Le journalisme d’investigation politique est souvent ingrat : il donne l’impression d’être affreux à l’instant où l’affaire éclate, mais bien vite tout s’affadit et à la fin on ne peut s’empêcher de penser que cela n’est pas grand’ chose et que partout il a été des hommes de pouvoir qui ont abusé. Le mérite du dernier livre de Gaetner est justement de ne pas laisser de place à l’indignation et de montrer que l’arrogance de nos puissants n’a rien à envier à la laideur morale des courtisans de la Boétie. Car on ne peut pas dire que l’entourage de Macron ait inventé de nouveaux genres de scandale, mais ses courtisans condensent les figures connues. Avouons-le sans scandale, la République n’est guère souvent exemplaire. Elle a su chérir ses errements, que cela soit Giscard avec ses diamants éternels ou Mitterrand et ses conceptions particulières de ministre de l’Intérieur.

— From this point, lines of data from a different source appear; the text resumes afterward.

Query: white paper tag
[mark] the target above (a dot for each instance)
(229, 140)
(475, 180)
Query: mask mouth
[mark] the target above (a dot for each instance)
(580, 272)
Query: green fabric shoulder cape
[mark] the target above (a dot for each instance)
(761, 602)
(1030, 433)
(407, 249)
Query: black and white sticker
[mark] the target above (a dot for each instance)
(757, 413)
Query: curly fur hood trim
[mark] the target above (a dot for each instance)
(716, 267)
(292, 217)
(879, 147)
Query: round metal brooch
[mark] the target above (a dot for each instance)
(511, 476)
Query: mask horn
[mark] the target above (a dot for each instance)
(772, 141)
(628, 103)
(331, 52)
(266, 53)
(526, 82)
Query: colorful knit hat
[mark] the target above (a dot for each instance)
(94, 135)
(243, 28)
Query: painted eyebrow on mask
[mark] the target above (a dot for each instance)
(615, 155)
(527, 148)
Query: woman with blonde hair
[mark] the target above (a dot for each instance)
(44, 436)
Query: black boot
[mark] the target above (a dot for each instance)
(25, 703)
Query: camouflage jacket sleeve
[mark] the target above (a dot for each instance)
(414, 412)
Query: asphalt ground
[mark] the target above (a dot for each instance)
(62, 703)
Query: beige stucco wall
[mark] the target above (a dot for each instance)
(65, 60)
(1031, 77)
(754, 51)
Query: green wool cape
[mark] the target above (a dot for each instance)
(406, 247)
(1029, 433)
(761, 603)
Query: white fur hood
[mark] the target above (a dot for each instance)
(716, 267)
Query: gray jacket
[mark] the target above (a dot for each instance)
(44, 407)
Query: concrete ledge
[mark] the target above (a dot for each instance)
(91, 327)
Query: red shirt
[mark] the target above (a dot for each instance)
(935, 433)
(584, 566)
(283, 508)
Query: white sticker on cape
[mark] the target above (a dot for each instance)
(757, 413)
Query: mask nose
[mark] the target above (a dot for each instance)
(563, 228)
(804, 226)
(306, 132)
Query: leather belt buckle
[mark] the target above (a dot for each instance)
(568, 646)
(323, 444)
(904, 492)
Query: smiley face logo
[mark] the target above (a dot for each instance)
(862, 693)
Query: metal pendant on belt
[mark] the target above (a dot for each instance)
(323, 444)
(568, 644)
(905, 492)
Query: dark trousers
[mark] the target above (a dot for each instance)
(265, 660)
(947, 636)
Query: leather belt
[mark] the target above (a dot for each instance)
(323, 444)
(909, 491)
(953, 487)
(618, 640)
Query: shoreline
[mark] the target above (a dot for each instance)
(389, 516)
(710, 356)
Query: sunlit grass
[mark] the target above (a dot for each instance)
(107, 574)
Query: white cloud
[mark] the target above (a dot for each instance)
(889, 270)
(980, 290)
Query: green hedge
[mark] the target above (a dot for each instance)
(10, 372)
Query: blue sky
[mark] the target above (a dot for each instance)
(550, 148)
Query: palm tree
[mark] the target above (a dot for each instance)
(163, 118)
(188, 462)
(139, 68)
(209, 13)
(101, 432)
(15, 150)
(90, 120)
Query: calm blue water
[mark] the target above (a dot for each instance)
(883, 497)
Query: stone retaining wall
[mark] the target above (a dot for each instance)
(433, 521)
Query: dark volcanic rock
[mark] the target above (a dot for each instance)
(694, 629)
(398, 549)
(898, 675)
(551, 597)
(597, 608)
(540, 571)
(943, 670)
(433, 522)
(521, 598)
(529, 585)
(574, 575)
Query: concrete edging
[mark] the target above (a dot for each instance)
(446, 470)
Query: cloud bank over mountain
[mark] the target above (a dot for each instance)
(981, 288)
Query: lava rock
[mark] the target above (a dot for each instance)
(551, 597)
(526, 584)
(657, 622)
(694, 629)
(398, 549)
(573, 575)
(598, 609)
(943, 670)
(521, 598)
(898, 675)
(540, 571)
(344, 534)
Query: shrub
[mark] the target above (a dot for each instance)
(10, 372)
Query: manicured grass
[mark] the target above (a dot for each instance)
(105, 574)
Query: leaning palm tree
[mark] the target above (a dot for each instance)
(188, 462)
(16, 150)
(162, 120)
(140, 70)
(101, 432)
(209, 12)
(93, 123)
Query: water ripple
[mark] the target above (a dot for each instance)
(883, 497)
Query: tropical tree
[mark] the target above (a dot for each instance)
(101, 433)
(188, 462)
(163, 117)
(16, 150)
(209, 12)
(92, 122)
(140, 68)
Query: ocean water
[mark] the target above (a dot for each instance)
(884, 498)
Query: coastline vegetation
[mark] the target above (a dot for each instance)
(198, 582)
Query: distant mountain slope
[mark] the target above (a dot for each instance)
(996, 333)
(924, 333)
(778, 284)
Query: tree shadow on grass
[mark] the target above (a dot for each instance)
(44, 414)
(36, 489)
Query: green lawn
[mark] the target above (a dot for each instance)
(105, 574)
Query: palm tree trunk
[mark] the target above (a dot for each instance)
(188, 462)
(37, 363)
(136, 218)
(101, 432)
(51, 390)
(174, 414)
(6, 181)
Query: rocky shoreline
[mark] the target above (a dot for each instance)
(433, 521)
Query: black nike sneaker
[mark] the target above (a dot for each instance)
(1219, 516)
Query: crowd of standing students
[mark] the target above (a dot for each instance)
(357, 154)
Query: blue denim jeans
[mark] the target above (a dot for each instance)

Ainsi le livre de Gaetner est-il un long chemin de croix, plaisamment écrit en dépit de son sujet, qui est d’autant plus incisif que l’auteur n’a pas été un anti-macroniste pathologique. Son avant-dernier livre sur Les 100 premiers jours de Macron se voulait une analyse honnête de ses coups de poker et de ses fragilités. Cependant, quand le bluff révèle ne cacher que du vent, le retour au réel est rude, d’autant plus quand l’arrogance gonfle des grenouilles qui s’arrogent le droit de taper à coup de spatule sur l’ongle des bœufs [Ndlr. La métaphore est obscure mais nous saluons l’inventivité bantoue de l’auteur]. Une fois la sidération passée, une fois évacuée la fatigue devant tant d’infamies répétées, on peut se faire la remarque que le retour de la dichotomie pays réel/pays légal n’est peut-être pas étonnant. Au-delà de la valeur de vérité qu’elle a, il faut noter qu’elle est usée autant au sein du gouvernement avec Griveaux que chez ses opposants avec Clémentine Autain et Rufin. Ce qu’il faut surtout voir en elle, et qui explique son succès, c’est qu’elle ne pose pas la fracture du peuple et des élites sous l’angle de la moralité, comme peut le faire Juan Branco dans Crépuscule, mais sous celui des devoirs et de la justice. Rendons grâce alors à Gaetner d’avoir rendu justice à ces paltoquets qui encombrent les médias.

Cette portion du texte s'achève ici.